There was a general murmur of conversation as Brinley’s wife, assisted by some of the other women, set down tankards of mulled ale for the men.

Brinley cleared his throat, his strong timbre cutting through the chatter. ‘Your attention my friends.’ Murmurings died to silence as all looked towards him. ‘The time has come to discuss the problem of the Saxon raiders.’

‘A talk that’s long overdue if you ask me,’ burst in Darga. ‘Who knows
when
they’ll arrive.’ He looked at Withred. ‘What say
you
… Saxon, or whatever you are?’

Before Withred could reply, Brinley interposed. ‘The discussion was delayed because we were too busy surviving the worst winter storm in my lifetime. I’m sure that Withred will confirm that we’re under no immediate danger.’

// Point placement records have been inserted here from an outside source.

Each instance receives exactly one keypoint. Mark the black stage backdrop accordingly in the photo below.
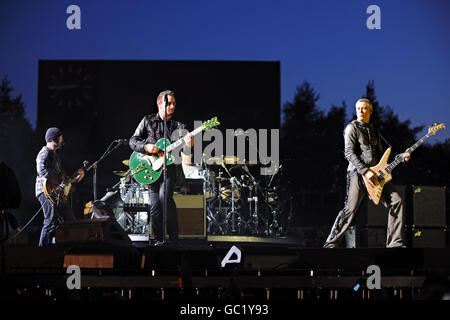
(95, 102)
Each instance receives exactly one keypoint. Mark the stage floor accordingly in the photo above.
(277, 267)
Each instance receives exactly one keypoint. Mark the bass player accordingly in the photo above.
(361, 149)
(48, 167)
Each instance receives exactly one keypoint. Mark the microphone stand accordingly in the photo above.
(95, 165)
(165, 171)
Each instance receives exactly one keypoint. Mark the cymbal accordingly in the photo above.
(225, 160)
(121, 173)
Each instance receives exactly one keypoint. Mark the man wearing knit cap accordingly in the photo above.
(48, 166)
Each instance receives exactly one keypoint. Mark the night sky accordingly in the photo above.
(323, 42)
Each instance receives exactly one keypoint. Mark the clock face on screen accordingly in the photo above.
(70, 87)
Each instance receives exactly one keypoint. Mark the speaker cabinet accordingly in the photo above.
(429, 237)
(377, 215)
(429, 206)
(92, 231)
(191, 215)
(372, 237)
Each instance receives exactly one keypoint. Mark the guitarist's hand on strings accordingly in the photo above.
(371, 176)
(406, 157)
(80, 175)
(188, 140)
(151, 148)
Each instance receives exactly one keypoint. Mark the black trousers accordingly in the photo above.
(157, 190)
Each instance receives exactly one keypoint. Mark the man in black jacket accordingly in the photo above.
(148, 132)
(49, 167)
(361, 150)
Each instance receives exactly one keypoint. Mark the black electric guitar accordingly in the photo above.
(58, 192)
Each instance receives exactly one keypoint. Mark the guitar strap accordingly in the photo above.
(384, 139)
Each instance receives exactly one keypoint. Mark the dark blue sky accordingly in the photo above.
(324, 42)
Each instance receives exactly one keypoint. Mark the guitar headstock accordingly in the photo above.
(435, 128)
(210, 123)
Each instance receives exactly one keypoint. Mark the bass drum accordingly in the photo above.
(134, 192)
(209, 184)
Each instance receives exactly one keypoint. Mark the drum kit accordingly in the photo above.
(236, 202)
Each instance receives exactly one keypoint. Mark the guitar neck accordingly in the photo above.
(399, 157)
(181, 140)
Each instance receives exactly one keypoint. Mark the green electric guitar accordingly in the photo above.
(147, 168)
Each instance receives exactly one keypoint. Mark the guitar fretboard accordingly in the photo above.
(181, 141)
(399, 157)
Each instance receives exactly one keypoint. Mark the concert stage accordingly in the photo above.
(269, 269)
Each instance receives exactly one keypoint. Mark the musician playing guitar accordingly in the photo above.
(362, 148)
(144, 139)
(49, 171)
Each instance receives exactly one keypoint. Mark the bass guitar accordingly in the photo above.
(383, 169)
(59, 192)
(147, 168)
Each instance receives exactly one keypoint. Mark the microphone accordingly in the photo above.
(121, 141)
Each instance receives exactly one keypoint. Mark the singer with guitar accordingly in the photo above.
(50, 173)
(144, 141)
(362, 149)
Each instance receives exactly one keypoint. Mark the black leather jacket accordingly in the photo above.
(361, 146)
(150, 130)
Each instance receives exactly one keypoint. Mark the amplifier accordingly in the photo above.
(429, 206)
(191, 210)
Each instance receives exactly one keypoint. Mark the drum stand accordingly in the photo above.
(235, 218)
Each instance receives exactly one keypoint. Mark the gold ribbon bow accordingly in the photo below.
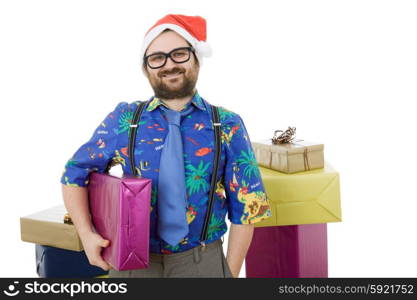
(287, 137)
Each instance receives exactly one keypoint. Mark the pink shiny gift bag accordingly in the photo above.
(294, 251)
(120, 209)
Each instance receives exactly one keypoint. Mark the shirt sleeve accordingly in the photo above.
(245, 194)
(95, 154)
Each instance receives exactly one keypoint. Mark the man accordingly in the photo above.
(172, 54)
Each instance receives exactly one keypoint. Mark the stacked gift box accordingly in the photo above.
(58, 248)
(304, 194)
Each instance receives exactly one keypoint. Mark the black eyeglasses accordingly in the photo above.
(177, 55)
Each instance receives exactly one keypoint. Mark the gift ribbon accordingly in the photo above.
(287, 137)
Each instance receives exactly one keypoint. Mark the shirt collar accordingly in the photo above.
(197, 101)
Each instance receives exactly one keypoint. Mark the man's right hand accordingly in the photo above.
(92, 243)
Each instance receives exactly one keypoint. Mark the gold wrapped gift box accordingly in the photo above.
(47, 228)
(309, 197)
(291, 157)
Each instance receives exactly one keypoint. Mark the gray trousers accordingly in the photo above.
(195, 262)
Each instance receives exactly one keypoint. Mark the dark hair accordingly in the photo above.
(189, 44)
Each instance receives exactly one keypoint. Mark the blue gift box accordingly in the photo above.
(56, 262)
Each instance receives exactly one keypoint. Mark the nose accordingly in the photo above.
(170, 63)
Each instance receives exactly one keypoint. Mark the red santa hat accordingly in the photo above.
(191, 28)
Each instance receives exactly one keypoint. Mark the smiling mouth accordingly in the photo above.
(172, 75)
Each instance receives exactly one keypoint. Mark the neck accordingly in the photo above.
(177, 103)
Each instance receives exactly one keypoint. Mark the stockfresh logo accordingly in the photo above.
(12, 289)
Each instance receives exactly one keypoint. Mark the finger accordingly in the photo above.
(105, 243)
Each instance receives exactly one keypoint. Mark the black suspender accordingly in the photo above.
(132, 136)
(216, 125)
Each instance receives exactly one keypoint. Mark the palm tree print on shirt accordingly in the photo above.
(248, 161)
(125, 121)
(196, 178)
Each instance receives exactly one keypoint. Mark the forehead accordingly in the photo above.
(166, 41)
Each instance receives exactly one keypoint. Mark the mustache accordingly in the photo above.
(172, 71)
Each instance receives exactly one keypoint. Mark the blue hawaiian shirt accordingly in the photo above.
(239, 194)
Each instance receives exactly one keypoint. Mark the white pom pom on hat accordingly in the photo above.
(191, 28)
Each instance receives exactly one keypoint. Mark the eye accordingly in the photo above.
(156, 58)
(180, 53)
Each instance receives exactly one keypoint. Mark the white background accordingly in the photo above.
(343, 72)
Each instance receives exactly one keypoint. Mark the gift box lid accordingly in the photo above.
(296, 147)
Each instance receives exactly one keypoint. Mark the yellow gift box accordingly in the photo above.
(308, 197)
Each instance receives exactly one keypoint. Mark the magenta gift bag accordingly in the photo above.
(296, 251)
(120, 209)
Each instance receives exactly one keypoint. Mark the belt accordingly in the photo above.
(156, 257)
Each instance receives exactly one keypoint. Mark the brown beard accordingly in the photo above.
(186, 89)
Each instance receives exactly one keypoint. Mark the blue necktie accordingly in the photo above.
(172, 202)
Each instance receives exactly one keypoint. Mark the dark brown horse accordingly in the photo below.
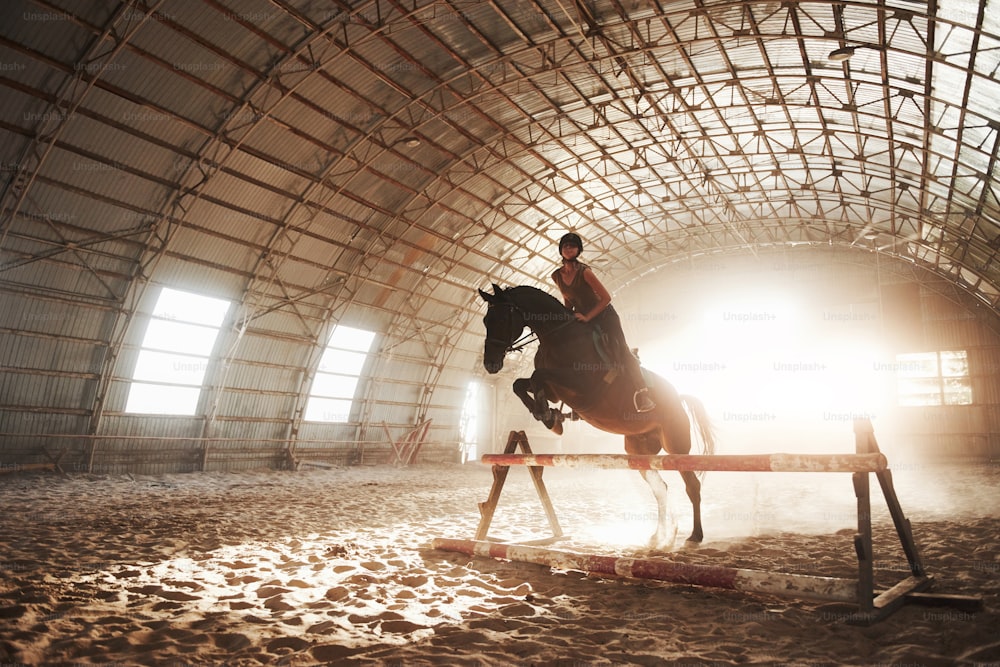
(571, 368)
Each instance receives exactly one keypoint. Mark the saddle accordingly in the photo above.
(606, 352)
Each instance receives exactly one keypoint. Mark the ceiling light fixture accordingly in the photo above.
(841, 54)
(847, 52)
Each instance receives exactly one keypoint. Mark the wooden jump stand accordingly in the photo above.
(873, 605)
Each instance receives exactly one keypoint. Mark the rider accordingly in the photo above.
(584, 294)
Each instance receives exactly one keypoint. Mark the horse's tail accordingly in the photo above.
(702, 422)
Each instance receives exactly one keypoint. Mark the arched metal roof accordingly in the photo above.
(376, 162)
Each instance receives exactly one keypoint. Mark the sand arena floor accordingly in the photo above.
(334, 567)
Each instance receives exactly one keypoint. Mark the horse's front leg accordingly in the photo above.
(534, 396)
(525, 391)
(666, 524)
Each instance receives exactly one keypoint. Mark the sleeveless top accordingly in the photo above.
(579, 294)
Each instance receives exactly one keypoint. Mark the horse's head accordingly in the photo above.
(504, 323)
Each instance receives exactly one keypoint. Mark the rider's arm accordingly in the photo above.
(603, 296)
(562, 290)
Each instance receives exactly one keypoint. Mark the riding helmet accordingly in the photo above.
(571, 239)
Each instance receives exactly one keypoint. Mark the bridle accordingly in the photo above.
(524, 340)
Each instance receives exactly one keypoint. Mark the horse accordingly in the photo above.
(570, 367)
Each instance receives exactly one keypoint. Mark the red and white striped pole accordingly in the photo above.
(752, 581)
(716, 462)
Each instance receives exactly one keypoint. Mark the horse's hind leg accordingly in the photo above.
(693, 487)
(666, 526)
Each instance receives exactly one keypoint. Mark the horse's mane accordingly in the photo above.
(539, 295)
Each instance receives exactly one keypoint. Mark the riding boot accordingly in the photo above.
(640, 399)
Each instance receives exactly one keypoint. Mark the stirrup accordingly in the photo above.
(642, 401)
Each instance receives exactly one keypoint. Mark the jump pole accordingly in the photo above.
(750, 581)
(871, 462)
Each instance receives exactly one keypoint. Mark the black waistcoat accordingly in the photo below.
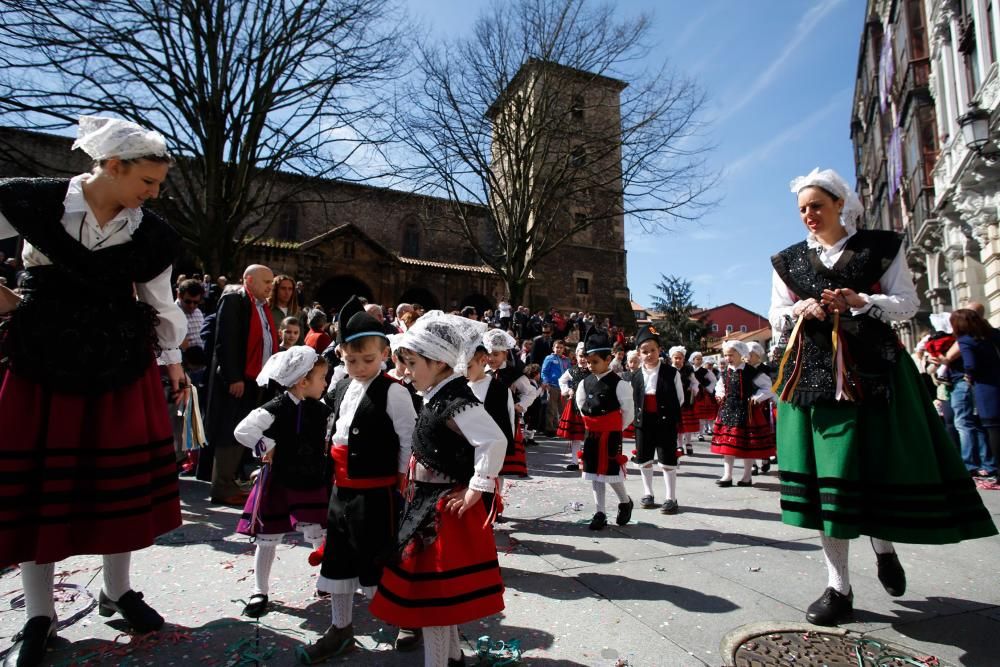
(739, 388)
(79, 328)
(871, 346)
(301, 460)
(668, 410)
(599, 395)
(372, 442)
(496, 405)
(436, 445)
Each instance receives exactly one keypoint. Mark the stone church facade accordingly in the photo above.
(387, 245)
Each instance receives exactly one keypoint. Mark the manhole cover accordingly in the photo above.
(820, 649)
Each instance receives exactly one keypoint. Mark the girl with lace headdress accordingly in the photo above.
(447, 571)
(87, 463)
(862, 450)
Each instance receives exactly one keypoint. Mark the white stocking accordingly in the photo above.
(437, 645)
(835, 551)
(670, 481)
(116, 574)
(647, 479)
(342, 606)
(37, 581)
(727, 468)
(599, 493)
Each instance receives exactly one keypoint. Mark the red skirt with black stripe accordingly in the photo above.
(84, 474)
(571, 422)
(515, 461)
(453, 580)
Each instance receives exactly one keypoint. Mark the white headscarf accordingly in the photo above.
(289, 366)
(450, 339)
(103, 138)
(831, 181)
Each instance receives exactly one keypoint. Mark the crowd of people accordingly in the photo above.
(384, 434)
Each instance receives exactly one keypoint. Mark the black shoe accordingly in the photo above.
(408, 639)
(31, 642)
(257, 606)
(891, 574)
(139, 615)
(831, 608)
(624, 512)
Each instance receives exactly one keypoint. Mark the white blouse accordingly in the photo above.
(80, 222)
(897, 302)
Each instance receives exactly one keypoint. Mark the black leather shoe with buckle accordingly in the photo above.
(31, 643)
(139, 615)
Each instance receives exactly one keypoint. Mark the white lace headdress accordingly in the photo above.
(831, 181)
(288, 366)
(103, 138)
(496, 340)
(451, 339)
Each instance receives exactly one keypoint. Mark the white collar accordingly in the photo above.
(814, 243)
(75, 202)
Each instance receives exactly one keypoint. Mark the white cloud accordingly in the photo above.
(794, 46)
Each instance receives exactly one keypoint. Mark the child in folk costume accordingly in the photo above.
(658, 393)
(571, 421)
(705, 408)
(688, 425)
(741, 430)
(371, 435)
(448, 572)
(292, 490)
(605, 401)
(498, 344)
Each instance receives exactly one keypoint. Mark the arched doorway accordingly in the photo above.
(480, 302)
(335, 292)
(420, 295)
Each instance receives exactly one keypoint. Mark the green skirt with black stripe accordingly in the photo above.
(890, 472)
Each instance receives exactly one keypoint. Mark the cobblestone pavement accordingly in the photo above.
(663, 590)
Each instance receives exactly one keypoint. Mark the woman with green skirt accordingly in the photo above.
(862, 450)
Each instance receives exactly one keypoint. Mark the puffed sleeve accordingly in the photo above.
(172, 327)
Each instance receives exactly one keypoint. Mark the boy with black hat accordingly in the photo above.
(371, 437)
(658, 395)
(607, 407)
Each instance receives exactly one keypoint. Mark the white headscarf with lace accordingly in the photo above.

Withred nodded and fixed Darga with his steady stare. ‘Don’t worry yourself about an early attack, boy. It’s not done to venture out campaigning in
mild
winters, let alone one such as this. I’m confident we’ve at least three months to prepare for the assault that will surely come.’

‘And in this preparation you’ll be most useful to us,’ said Brinley, ‘knowing as you do their tactics and method of combat.’

Darga again interjected. ‘No doubt you personally used such methods with keenness when riding with them.’

This time an angry Murdoc overrode Withred’s reply. He placed a restraining hand on Withred’s arm. Icily, he spoke. ‘I’ve more reason than most to hate the invaders but this man has proved himself to me and I’ll not hear a youth barely weaned from his mother’s pap, disrupt this council with his prattling.’ He stared out the bristling youth; his tone now measured. ‘When you’ve proven yourself against them, loud one, then I might, just
might
, listen to what you have to say. Until then, it would be best if you open your mouth only when you have something useful to contribute.’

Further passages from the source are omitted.